The marital status of the parents is irrelevant under the Federal Constitution. By virtue of the 2nd Schedule Part 2 section 1(a) of the Constitution, as long as one of the parents of the child is Malaysian, the child is automatically a Malaysian citizen.

The situation remains the same even where the mother is a non-citizen, because the child has fulfilled the requirement under section 1(a) that at least one parent is a citizen. Section 17 which states that in relation to an illegitimate person, a reference to his ‘parents’ must be regarded as a reference to his mother does not apply to section 1(a).

In short, irrespective of the mother being a non-citizen and the marriage being unregistered, the child is automatically entitled to Malaysian citizenship as long as the father is a citizen.

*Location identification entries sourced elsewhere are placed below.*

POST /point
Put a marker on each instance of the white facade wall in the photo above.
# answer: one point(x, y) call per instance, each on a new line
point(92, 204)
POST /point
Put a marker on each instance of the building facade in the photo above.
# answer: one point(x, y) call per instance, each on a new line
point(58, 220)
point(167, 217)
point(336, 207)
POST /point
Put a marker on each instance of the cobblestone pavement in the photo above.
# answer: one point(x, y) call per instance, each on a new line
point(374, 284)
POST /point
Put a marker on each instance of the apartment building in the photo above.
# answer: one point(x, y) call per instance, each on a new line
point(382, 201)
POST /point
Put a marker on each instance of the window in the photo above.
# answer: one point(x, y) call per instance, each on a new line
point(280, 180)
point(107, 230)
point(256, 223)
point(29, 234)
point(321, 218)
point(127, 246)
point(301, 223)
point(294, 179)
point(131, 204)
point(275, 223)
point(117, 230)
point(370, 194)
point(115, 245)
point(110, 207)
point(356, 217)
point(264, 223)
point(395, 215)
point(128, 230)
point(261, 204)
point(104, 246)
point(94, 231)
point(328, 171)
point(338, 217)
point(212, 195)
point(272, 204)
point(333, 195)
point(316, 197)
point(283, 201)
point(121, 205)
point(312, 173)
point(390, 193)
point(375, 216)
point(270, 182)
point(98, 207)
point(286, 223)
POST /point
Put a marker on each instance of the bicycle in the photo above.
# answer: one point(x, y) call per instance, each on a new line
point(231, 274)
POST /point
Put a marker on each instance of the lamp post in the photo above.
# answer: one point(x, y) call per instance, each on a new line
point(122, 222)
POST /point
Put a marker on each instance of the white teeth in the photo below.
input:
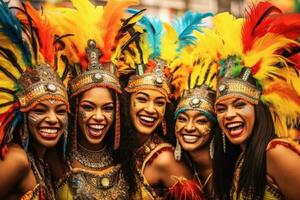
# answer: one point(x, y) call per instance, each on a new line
point(233, 125)
point(96, 126)
point(148, 119)
point(48, 130)
point(190, 138)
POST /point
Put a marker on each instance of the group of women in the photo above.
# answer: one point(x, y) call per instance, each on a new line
point(103, 102)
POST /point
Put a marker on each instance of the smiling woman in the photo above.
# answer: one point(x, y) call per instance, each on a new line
point(33, 104)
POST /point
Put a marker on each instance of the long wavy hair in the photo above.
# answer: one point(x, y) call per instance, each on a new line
point(124, 154)
point(252, 181)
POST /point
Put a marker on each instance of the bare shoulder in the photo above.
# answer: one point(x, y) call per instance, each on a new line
point(15, 165)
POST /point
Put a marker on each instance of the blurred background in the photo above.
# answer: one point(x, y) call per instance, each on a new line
point(166, 9)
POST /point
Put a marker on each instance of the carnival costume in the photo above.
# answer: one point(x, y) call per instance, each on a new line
point(94, 30)
point(146, 59)
point(195, 83)
point(28, 76)
point(257, 62)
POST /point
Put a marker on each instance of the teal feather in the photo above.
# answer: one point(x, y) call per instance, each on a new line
point(186, 25)
point(12, 28)
point(154, 29)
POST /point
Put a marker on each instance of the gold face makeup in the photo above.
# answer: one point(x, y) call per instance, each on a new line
point(192, 129)
point(47, 121)
point(95, 114)
point(236, 118)
point(147, 110)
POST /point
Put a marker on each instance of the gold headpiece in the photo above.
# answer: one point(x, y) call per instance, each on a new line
point(96, 75)
point(154, 80)
point(39, 84)
point(239, 83)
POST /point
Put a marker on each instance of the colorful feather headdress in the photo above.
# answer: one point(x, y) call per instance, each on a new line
point(197, 79)
point(257, 61)
point(95, 36)
point(154, 49)
point(27, 66)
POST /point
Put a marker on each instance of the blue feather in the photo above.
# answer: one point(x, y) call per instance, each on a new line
point(154, 29)
point(185, 27)
point(12, 28)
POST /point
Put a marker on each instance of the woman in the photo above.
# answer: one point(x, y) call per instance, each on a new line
point(195, 118)
point(96, 167)
point(256, 85)
point(149, 94)
point(34, 105)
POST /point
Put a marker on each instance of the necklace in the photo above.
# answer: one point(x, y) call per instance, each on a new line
point(93, 159)
point(143, 151)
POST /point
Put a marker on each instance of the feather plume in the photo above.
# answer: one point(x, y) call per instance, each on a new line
point(12, 29)
point(186, 25)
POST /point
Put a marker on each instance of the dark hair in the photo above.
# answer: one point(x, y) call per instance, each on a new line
point(252, 181)
point(124, 154)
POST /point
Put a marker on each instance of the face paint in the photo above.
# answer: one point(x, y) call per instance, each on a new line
point(193, 130)
point(147, 110)
point(47, 122)
point(96, 114)
point(236, 118)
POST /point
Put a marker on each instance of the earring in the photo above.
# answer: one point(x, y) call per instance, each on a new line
point(24, 134)
point(164, 126)
point(211, 149)
point(177, 152)
point(224, 142)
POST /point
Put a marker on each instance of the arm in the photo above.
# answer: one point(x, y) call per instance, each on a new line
point(283, 165)
point(13, 168)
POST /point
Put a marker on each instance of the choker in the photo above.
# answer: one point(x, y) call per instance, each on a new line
point(93, 159)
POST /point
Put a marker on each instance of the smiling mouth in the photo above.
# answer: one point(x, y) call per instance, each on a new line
point(147, 120)
point(235, 129)
point(49, 133)
point(96, 130)
point(190, 138)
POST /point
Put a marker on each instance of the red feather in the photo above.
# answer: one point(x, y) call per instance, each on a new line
point(43, 29)
point(254, 18)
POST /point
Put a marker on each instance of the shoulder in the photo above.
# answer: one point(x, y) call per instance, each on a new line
point(282, 155)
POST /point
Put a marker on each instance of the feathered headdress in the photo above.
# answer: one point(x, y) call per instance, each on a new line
point(255, 60)
point(152, 53)
point(27, 66)
point(96, 31)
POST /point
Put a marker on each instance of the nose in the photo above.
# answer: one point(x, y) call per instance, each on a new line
point(230, 114)
point(150, 108)
point(190, 126)
point(98, 115)
point(51, 117)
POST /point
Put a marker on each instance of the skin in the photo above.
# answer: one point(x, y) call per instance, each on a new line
point(194, 123)
point(96, 116)
point(18, 177)
point(282, 162)
point(234, 111)
point(151, 103)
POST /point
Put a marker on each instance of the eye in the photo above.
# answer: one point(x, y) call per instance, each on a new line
point(108, 108)
point(181, 119)
point(160, 103)
point(220, 109)
point(141, 99)
point(239, 104)
point(201, 121)
point(61, 111)
point(87, 107)
point(39, 110)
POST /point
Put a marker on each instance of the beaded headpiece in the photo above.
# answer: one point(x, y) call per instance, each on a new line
point(256, 59)
point(28, 72)
point(95, 31)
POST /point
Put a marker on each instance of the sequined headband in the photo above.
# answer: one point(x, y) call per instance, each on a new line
point(40, 84)
point(95, 76)
point(200, 99)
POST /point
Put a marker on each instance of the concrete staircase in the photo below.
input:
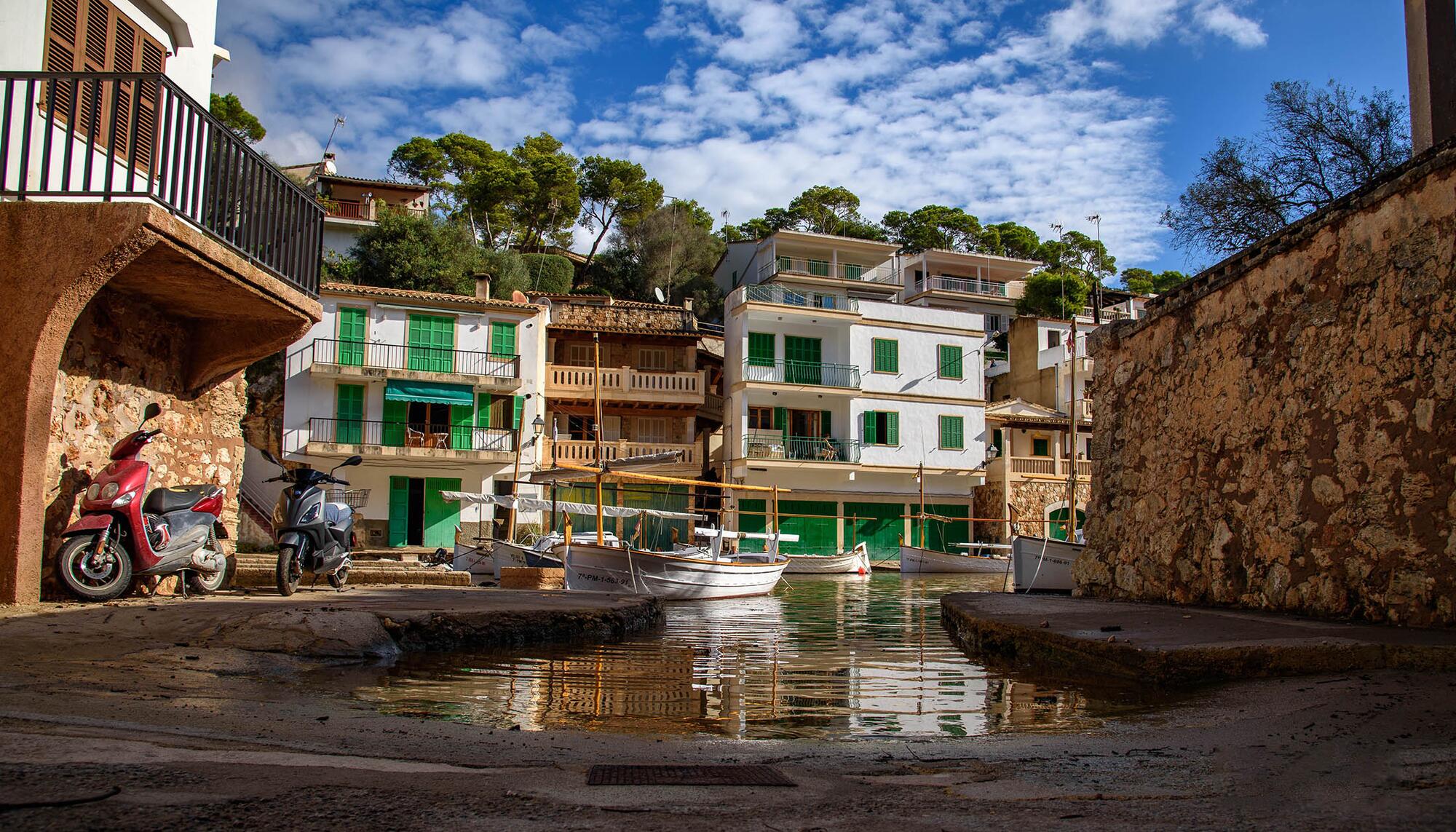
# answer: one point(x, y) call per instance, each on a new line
point(257, 569)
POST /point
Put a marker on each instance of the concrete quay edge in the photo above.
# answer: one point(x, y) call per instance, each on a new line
point(1174, 646)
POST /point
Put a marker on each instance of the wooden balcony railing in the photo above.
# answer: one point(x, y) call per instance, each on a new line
point(580, 451)
point(138, 135)
point(627, 383)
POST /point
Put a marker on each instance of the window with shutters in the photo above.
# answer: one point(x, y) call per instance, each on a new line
point(882, 428)
point(94, 36)
point(887, 354)
point(951, 364)
point(953, 432)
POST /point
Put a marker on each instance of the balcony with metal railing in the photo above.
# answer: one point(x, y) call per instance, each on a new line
point(772, 445)
point(806, 373)
point(360, 358)
point(831, 269)
point(139, 137)
point(963, 285)
point(809, 301)
point(410, 440)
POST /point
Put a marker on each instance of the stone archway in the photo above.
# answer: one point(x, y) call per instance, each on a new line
point(60, 256)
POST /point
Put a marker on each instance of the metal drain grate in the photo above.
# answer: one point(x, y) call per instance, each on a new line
point(687, 776)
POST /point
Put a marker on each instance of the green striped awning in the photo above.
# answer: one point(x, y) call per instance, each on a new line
point(430, 392)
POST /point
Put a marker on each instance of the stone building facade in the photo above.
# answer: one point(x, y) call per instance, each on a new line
point(1281, 434)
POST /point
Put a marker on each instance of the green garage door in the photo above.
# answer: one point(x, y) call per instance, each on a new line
point(941, 536)
point(879, 526)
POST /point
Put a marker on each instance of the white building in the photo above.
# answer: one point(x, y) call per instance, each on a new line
point(436, 392)
point(841, 392)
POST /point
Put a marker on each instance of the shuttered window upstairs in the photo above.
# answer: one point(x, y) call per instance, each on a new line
point(94, 36)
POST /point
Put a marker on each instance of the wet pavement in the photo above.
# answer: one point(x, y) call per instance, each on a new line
point(825, 657)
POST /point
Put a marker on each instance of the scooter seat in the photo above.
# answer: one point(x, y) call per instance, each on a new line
point(337, 514)
point(175, 499)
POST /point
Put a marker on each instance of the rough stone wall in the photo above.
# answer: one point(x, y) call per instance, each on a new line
point(1282, 434)
point(122, 355)
point(1032, 498)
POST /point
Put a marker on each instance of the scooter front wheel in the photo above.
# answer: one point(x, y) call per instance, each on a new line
point(91, 575)
point(289, 572)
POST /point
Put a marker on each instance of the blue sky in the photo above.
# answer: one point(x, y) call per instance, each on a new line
point(1034, 111)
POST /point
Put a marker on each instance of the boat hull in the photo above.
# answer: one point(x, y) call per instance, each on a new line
point(915, 559)
point(510, 555)
point(852, 562)
point(1043, 565)
point(672, 578)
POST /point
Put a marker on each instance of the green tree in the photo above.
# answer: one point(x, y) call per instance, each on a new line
point(1055, 293)
point(614, 191)
point(237, 118)
point(1010, 240)
point(934, 227)
point(1147, 282)
point(417, 252)
point(1318, 144)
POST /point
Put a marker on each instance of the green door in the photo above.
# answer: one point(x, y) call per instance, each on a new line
point(819, 533)
point(803, 358)
point(943, 536)
point(352, 336)
point(398, 511)
point(1058, 528)
point(432, 344)
point(879, 526)
point(440, 515)
point(349, 413)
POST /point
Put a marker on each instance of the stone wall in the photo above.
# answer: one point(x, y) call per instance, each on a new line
point(123, 354)
point(1282, 432)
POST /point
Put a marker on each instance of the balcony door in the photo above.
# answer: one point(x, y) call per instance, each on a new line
point(432, 344)
point(803, 360)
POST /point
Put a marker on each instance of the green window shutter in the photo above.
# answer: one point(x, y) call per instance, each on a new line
point(951, 364)
point(394, 429)
point(398, 510)
point(887, 355)
point(503, 338)
point(953, 432)
point(349, 411)
point(462, 435)
point(352, 336)
point(761, 349)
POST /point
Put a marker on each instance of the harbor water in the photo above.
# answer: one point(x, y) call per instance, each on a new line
point(825, 657)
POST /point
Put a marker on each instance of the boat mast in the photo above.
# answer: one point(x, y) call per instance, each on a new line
point(596, 395)
point(921, 479)
point(1072, 440)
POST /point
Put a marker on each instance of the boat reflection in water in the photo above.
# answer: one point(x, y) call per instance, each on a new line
point(828, 657)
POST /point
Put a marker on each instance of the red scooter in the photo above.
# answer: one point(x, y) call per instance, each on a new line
point(122, 536)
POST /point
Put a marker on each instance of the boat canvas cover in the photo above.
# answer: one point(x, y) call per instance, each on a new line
point(539, 505)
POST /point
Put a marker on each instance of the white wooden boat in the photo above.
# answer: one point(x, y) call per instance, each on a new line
point(978, 560)
point(537, 553)
point(1043, 565)
point(672, 577)
point(852, 562)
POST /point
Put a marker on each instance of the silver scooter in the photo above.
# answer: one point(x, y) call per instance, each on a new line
point(312, 533)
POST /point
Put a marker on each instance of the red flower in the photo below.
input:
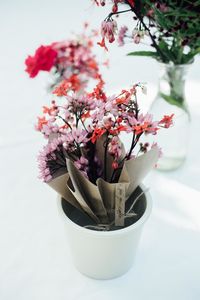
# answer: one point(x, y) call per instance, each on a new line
point(167, 121)
point(43, 60)
point(97, 133)
point(131, 3)
point(102, 44)
point(41, 121)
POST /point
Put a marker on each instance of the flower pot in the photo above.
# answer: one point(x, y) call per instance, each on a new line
point(171, 100)
point(104, 254)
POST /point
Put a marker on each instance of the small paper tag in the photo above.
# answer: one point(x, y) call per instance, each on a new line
point(119, 204)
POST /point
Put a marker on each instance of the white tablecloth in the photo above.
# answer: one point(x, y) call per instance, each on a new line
point(35, 263)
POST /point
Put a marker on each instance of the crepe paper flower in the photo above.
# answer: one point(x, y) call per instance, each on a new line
point(43, 60)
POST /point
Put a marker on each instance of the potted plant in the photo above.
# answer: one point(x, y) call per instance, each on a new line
point(71, 62)
point(171, 29)
point(101, 197)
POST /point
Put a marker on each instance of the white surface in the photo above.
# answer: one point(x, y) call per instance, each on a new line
point(104, 255)
point(34, 258)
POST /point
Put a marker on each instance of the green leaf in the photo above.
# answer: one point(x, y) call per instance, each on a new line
point(144, 53)
point(173, 101)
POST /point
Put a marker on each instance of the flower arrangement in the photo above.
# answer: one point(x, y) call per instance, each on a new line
point(170, 28)
point(71, 62)
point(85, 160)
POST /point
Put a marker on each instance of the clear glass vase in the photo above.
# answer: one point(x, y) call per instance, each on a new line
point(171, 100)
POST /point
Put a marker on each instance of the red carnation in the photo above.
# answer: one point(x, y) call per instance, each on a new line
point(43, 60)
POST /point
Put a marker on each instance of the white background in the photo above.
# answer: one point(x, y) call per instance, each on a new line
point(34, 256)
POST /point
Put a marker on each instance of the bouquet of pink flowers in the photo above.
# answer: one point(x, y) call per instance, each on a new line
point(71, 62)
point(85, 160)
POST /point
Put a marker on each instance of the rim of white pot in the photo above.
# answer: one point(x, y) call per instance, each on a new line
point(121, 231)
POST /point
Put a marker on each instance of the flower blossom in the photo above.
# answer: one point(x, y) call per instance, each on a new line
point(43, 60)
point(138, 35)
point(121, 35)
point(51, 159)
point(167, 121)
point(82, 165)
point(75, 138)
point(108, 31)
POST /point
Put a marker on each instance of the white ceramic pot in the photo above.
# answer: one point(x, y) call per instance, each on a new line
point(107, 254)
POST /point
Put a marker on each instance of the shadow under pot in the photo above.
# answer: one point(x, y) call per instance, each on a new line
point(104, 254)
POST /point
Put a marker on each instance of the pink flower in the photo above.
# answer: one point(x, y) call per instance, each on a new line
point(108, 30)
point(138, 35)
point(167, 121)
point(121, 35)
point(75, 137)
point(51, 159)
point(114, 147)
point(43, 60)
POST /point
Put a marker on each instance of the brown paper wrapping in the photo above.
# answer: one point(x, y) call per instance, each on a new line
point(104, 202)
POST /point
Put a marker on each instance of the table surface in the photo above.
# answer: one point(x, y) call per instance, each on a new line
point(35, 262)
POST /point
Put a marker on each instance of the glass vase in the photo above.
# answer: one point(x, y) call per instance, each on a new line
point(171, 100)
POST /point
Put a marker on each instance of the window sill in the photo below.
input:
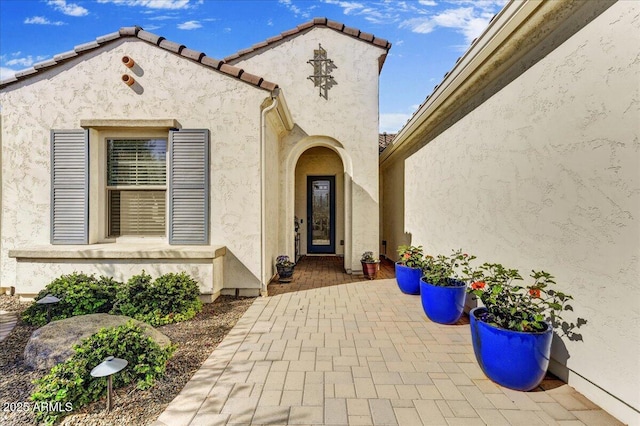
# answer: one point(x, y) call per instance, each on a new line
point(118, 251)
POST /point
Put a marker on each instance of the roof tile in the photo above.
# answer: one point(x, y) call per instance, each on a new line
point(366, 37)
point(351, 31)
point(259, 45)
point(305, 25)
point(65, 55)
point(129, 31)
point(290, 32)
point(138, 32)
point(150, 37)
point(211, 62)
point(171, 46)
point(335, 25)
point(268, 85)
point(274, 39)
point(230, 69)
point(86, 46)
point(108, 37)
point(44, 64)
point(250, 78)
point(192, 54)
point(25, 73)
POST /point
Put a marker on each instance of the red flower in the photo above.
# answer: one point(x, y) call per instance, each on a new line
point(477, 285)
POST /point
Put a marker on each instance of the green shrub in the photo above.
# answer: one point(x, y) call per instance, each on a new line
point(79, 294)
point(170, 298)
point(70, 383)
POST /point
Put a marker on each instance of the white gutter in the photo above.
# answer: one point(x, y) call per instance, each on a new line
point(498, 31)
point(263, 192)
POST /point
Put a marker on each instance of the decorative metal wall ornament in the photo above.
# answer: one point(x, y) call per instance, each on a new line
point(322, 68)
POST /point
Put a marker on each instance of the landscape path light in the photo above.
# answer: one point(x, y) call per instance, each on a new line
point(48, 300)
point(107, 368)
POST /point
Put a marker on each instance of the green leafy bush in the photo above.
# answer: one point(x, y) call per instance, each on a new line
point(79, 294)
point(70, 383)
point(170, 298)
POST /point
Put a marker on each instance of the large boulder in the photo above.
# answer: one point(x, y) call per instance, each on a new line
point(53, 343)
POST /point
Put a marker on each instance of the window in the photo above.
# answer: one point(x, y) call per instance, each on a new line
point(137, 186)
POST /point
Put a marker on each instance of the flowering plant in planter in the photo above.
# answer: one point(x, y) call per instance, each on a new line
point(411, 256)
point(284, 261)
point(525, 308)
point(441, 270)
point(367, 257)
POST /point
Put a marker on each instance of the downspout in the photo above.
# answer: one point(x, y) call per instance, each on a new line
point(263, 191)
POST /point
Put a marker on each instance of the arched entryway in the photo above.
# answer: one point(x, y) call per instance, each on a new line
point(319, 202)
point(320, 164)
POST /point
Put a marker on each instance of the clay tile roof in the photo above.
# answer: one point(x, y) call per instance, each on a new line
point(316, 22)
point(154, 39)
point(384, 140)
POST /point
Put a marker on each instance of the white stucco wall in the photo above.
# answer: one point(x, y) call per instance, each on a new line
point(90, 87)
point(349, 115)
point(545, 175)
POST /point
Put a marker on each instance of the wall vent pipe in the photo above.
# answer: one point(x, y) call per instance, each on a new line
point(128, 62)
point(128, 80)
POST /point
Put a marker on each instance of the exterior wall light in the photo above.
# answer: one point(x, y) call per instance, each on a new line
point(109, 367)
point(128, 61)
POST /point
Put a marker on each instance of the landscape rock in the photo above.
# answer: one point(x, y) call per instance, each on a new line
point(53, 343)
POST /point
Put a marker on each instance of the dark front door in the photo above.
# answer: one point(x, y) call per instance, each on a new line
point(321, 214)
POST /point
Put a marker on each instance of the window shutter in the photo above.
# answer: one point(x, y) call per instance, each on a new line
point(69, 187)
point(189, 187)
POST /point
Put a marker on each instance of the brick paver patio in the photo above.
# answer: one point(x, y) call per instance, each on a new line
point(359, 354)
point(323, 271)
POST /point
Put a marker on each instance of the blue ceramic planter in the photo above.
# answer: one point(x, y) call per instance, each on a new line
point(408, 279)
point(443, 304)
point(512, 359)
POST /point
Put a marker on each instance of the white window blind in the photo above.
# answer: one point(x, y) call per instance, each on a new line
point(136, 179)
point(137, 162)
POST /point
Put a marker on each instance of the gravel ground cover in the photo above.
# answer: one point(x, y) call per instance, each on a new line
point(196, 340)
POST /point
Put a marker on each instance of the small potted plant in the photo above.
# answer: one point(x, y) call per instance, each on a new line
point(443, 286)
point(409, 269)
point(285, 266)
point(512, 332)
point(369, 265)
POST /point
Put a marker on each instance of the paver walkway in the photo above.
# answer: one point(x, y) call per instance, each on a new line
point(324, 271)
point(356, 354)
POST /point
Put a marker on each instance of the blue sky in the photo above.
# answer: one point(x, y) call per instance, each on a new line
point(427, 35)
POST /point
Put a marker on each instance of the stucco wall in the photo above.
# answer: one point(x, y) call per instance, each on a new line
point(319, 161)
point(349, 115)
point(544, 175)
point(90, 87)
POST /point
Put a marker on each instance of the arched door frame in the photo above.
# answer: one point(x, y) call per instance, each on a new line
point(298, 149)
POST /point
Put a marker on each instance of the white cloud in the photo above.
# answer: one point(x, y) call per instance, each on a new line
point(161, 17)
point(70, 9)
point(6, 73)
point(469, 21)
point(392, 122)
point(189, 25)
point(295, 9)
point(152, 4)
point(41, 20)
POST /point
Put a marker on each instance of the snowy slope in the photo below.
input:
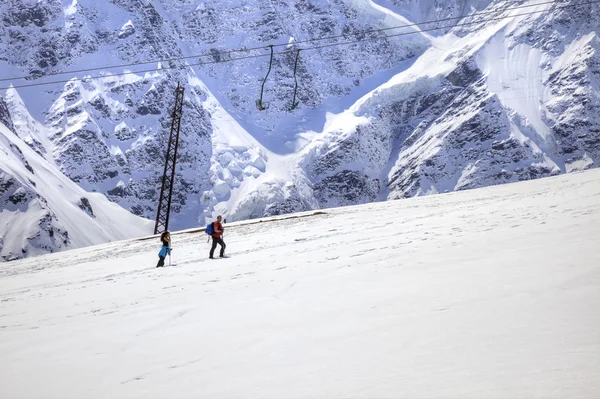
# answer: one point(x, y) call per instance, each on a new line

Hence, the position taken by the government in the Dewan Rakyat yesterday is a gross misstatement or misunderstanding of the law. Why is the Home Ministry bent on wrongly interpreting the Constitution to the prejudice and disadvantage of guiltless children, and rendering them stateless?

To adopt the course suggested by home ministry would be to punish the innocent child simply for being illegitimate, which is unjust and barbarous.

The Deputy Home Minister also claimed that children of unregistered marriages whose mother is a non-citizen can always apply under Article 15A for citizenship. But Article 15A is of no use to stateless children as it is granted at the absolute discretion of the Home Minister.

It has been a common problem that the application under Article 15A takes several years to process and frequently results in repeated rejection, while the stateless child remains in limbo. The PH government’s answer yesterday in Parliament that the children can apply under Article 15A was the standard response given by the old BN regime. It is a transparent delaying tactic to deny citizenship to desperate stateless children.

The position taken by the Home Ministry is not only against the law and Constitution, but also against the PH manifesto which recognised the problem of statelessness in Malaysia.

We urge the Government to reverse its position and grant citizenship to all children born in Malaysia, one of whose parents are Malaysian citizens, irrespective of whether their parent’s marriage was registered.